About 20 yrs ago I bought a '67 FB, as a project, an incomplete car a mate found in California. It wasn't much more than a rolling shell.
I stripped it to bare metal, repaired and repainted it as one does. Over time I collected up all the necessary parts and completed the car.
I had thrown away the original fuel tank as it had some light surface rust inside it and treated the car to a brand new shiny one. Maybe a bad idea in hindsight...
I started experiencing problems in recent pre-pandemic times, with the fuel sender unit failing, and I thought some kind of fuel starvation was starting to happen. But then the pandemic arrived so I parked the car up as I had far more pressing matters to deal with.
But recently I decided to finally man-up and pull the tank right out to examine it. First I had to drain off nearly 40 litres of by-then possibly stale fuel to gradually use up in my every-day car. I removed the fuel with a suction pump as the drain plug was locked solid.
Finally I got the tank out, and revelations followed. The fuel pick-up and sender unit was badly corroded, not unexpected.
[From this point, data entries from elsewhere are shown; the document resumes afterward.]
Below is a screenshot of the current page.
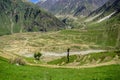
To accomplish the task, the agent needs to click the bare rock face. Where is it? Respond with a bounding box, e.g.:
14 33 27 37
0 0 65 35
37 0 108 16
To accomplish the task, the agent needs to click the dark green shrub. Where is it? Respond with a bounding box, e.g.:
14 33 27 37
34 52 42 60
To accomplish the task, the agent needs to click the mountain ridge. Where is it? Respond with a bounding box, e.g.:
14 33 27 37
0 0 65 35
37 0 107 16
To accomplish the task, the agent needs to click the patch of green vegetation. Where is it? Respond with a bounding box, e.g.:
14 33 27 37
48 52 120 65
0 57 120 80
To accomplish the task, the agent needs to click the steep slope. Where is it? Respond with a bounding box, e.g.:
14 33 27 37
0 0 65 35
89 0 120 22
37 0 107 16
88 0 120 49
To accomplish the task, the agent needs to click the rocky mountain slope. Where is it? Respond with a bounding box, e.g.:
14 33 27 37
86 0 120 49
0 0 65 35
37 0 108 16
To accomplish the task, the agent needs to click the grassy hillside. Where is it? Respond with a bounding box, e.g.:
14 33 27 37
0 57 120 80
0 0 65 35
48 51 120 66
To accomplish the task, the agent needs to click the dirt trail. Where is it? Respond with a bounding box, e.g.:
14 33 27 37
27 61 120 69
23 50 105 57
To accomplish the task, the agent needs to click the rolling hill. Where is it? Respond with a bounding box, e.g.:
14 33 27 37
0 0 65 35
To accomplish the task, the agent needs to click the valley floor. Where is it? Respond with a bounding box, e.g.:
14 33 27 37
0 58 120 80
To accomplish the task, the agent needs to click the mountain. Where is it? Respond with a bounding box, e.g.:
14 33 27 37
86 0 120 49
0 0 65 35
37 0 108 16
88 0 120 22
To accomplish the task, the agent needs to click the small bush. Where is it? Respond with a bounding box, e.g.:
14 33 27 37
34 52 42 60
9 57 25 65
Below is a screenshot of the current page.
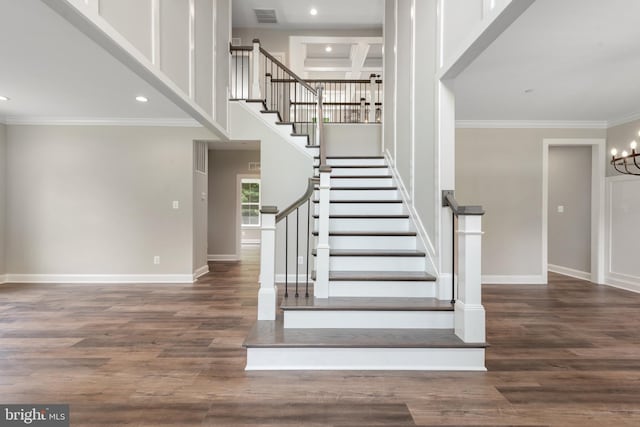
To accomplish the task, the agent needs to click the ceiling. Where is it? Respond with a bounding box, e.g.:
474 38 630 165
0 0 190 123
455 0 640 122
232 0 384 29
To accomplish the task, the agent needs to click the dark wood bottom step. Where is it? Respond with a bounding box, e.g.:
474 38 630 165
243 318 487 348
311 249 427 258
280 296 453 311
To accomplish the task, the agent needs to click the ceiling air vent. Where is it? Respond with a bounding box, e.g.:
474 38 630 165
253 9 278 24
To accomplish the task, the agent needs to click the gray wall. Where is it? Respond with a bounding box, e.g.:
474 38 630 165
209 150 260 258
0 123 7 282
548 146 592 273
456 129 606 276
6 126 210 274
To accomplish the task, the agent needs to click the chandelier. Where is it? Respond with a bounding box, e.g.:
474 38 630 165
611 132 640 176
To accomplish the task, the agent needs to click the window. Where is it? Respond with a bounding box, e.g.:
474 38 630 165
240 178 260 226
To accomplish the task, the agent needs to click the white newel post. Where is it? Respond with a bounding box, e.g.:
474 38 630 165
455 215 485 343
251 39 262 99
313 166 331 298
258 206 278 320
369 74 376 123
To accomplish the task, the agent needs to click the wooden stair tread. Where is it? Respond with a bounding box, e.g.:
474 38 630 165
313 214 409 219
313 199 402 203
242 318 487 348
280 297 453 311
311 249 427 258
313 231 418 237
314 165 389 169
328 271 436 282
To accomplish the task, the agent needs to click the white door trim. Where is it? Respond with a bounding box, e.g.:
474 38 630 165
541 138 606 284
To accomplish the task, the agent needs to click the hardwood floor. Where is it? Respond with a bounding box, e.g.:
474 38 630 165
0 251 640 427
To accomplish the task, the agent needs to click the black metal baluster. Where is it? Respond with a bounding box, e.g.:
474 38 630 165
284 216 289 298
296 208 300 298
304 197 311 298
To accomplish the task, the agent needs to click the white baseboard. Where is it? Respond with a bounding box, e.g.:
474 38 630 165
547 264 591 281
482 274 547 285
276 273 313 284
193 265 209 282
605 273 640 293
5 274 193 284
207 254 240 262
What I hadn't expected was that the entire inside of the tank is also rusty. Flaky rusty. All surfaces both up and down. Yet I'd always kept the tank at the very least half full of fuel. WTF?
The exterior has some kind of galvanized finish with a 'Made in Canada' stamp on the top. But peering into the apertures and looking at the welded seams I can see now that the inside faces have no such coating and from the significant rusting must be just bare steel.
Anyone else had this issue? Time for me to buy a new tank and a good quality one at that. Advice is always much appreciated.